SIOUX CENTER, Iowa (KCAU) — Officials in Sioux Center and Hull are ushering in a new era of clean accessible water.
After more than 12,000 days since the inception of the Lewis and Clark Regional Water System, Sioux Center and Hull now have greater access to clean drinking water.
“Big day to celebrate the arrival, it’s actually, water has been flowing since April 4 so it’s just a great day to celebrate the completion of Lewis and Clark to our community,” Sioux Center Mayor David Krahling said.
“It’s a great day of celebration because water is essential to life, you know,” Hull Mayor Arlan Moss said.
Two more Siouxland communities are now receiving additional clean water through the Lewis and Clark Regional Water System. The work to connect 20 Iowa, South Dakota, and Minnesota communities all started on January 29, 1990.
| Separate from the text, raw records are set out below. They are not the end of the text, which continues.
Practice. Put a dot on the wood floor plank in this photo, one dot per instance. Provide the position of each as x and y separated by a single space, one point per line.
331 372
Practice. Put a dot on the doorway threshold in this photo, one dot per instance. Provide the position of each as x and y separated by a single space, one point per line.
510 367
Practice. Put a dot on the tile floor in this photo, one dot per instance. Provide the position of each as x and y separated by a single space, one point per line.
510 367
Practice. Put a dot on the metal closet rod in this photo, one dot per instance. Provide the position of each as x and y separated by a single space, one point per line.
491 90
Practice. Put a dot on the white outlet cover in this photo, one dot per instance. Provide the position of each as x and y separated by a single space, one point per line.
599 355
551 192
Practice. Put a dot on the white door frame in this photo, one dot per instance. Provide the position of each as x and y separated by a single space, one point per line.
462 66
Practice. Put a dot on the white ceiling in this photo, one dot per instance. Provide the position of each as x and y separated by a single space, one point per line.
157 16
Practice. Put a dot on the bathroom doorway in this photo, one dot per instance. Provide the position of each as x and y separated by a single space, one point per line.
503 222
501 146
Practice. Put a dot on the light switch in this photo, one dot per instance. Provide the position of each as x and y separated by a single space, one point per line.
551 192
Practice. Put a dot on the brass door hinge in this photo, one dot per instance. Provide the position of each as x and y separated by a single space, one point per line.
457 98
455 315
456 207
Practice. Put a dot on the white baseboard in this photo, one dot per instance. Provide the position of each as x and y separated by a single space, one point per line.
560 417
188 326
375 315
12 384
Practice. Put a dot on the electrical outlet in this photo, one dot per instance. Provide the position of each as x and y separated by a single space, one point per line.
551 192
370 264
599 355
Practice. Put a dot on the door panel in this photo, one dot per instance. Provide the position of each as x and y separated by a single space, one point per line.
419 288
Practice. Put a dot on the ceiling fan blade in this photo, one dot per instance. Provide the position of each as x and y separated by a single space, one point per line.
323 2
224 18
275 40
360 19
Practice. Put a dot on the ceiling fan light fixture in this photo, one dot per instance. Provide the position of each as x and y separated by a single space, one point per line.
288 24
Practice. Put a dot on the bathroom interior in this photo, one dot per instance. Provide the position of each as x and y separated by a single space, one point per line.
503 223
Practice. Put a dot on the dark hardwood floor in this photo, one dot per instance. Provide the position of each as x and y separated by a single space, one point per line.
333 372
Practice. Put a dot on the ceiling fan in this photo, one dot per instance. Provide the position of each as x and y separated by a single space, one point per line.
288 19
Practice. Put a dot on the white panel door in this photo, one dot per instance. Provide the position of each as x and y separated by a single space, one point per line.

“We’ve been on water restrictions the past couple of summers and it’s just a sense of security that we have an adequate supply of high-quality water at a reasonable cost,” said Krahling.
“This enhances our supply and it, Rock Valley rural water is good quality, but this is even better,” said Moss.
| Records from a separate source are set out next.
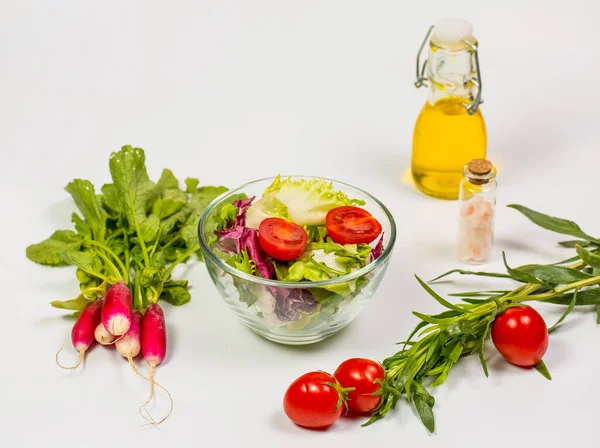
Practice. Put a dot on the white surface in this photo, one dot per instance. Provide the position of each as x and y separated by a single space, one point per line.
451 30
233 91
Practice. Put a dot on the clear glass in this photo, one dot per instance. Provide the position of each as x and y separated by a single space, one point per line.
256 300
477 205
446 137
Sioux Center and Hull are the 16th and 17th communities to hook up to the water respectively. This was achieved in early April 2023.
“When Lewis and Clark is all said and done, it will be about $750 million to get all the members connected. The water comes from a series of wells adjacent to the Missouri River by Vermillion. It’s treated by Vermillion and 337 miles of pipeline to get it to all 20 members,” said Executive Director of the Lewis & Clark Regional Water System Troy Larson.
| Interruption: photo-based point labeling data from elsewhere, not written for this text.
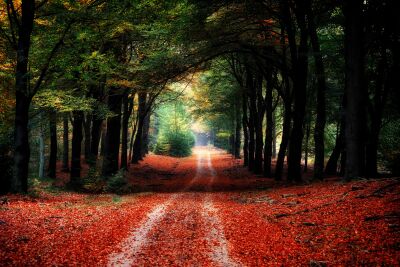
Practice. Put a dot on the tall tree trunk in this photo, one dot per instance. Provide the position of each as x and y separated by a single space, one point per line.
65 159
273 135
300 68
145 135
308 130
51 169
237 129
87 130
287 117
319 128
332 164
19 181
137 145
96 130
77 136
41 147
355 91
113 135
252 114
258 123
245 129
268 129
127 111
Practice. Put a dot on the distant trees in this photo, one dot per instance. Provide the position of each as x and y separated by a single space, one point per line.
272 72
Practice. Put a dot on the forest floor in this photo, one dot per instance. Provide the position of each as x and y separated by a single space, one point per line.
206 210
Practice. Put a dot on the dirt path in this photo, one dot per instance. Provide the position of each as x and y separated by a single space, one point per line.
185 230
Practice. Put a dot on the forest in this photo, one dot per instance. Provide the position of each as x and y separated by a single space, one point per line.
265 121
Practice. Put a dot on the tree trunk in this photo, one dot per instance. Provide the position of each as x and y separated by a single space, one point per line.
300 69
77 136
285 138
332 164
87 130
113 135
127 111
51 169
258 123
137 145
273 135
308 130
41 148
65 159
268 130
319 128
355 91
145 135
19 181
237 129
245 129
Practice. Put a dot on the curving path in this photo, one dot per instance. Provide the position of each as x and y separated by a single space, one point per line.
185 230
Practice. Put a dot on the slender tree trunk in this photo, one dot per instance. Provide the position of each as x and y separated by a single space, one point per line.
41 148
355 91
112 138
332 164
51 169
87 130
237 130
77 136
258 123
273 135
19 181
65 159
127 111
245 129
308 130
320 121
96 130
300 69
145 135
137 145
285 139
268 130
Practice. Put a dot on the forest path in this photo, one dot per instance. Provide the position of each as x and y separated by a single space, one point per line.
186 229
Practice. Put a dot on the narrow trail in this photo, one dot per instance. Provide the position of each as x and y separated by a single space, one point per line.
185 230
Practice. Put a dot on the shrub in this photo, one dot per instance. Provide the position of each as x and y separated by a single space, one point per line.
93 182
176 144
118 183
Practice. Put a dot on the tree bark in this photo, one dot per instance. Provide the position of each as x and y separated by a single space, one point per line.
113 135
51 169
355 91
245 128
77 136
127 111
19 181
300 68
65 159
87 130
319 128
268 129
137 145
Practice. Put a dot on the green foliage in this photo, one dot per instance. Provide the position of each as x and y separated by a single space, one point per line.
175 138
118 183
93 182
176 144
389 147
222 140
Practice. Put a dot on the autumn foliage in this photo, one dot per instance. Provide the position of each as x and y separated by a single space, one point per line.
265 224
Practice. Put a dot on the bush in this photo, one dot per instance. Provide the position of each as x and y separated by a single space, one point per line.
222 141
93 182
175 144
118 183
U.S. Rep. Randy Feenstra attended the ribbon-cutting ceremony to celebrate an achievement close to his heart.
“Personally this is so important for Hull and Sioux Center, being a Hull kid growing up, seeing the project, being the city administrator, being on this executive board for Lewis and Clark over time to finally see it come to fruition is just incredible. What it does is create economic sustainability, economic development for our communities long term. Water is such a precious commodity that we all need, and now we have it long-term,” said Feenstra.
There are now just three more communities left to connect to the regional water system: Sheldon, Madison, and Sibley. Those communities are all expected to be online by early 2025.